A Justiça Federal do Paraná aceitou nesta terça-feira (20) a denúncia contra o ex-presidente Luiz Inácio Lula da Silva, sob acusação de corrupção e lavagem de dinheiro no caso do tríplex do Guarujá.
Agora, o ex-presidente vira réu e será julgado pelo juiz Sergio Moro, responsável pelos processos da Operação Lava Jato que não envolvam pessoas com foro privilegiado. Lula também responde a outro processo sob acusação de atrapalhar as investigações sobre o petrolão.
Caso seja condenado por Moro e também em segunda instância, pelo TRF (Tribunal Regional Federal), Lula se tornará inelegível pela Lei da Ficha Limpa.
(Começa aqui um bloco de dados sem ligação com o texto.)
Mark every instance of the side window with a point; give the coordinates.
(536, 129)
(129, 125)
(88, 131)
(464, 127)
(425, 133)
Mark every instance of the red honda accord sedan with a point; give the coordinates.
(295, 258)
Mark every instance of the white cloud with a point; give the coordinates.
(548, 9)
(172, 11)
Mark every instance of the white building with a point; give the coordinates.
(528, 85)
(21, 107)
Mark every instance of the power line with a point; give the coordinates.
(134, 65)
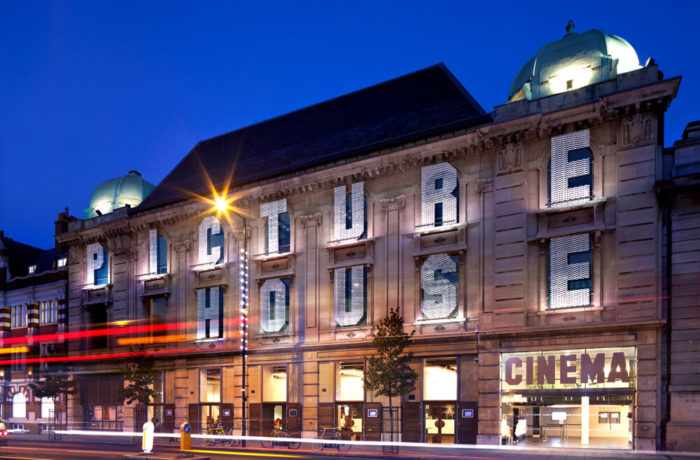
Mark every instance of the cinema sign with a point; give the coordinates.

O petista afirma ser inocente e diz ser alvo de perseguição política.
Lula foi apontado pelo Ministério Público Federal como beneficiário direto de R$ 3,7 milhões de propina, paga pela empreiteira OAS, que seria oriunda de contratos da Petrobras.
Segundo a acusação, o dinheiro foi investido na reforma do tríplex no litoral paulista, que seria destinado ao ex-presidente. A OAS também pagou pelo transporte e armazenamento de bens pessoais do petista de Brasília para São Paulo, após o término de seu governo.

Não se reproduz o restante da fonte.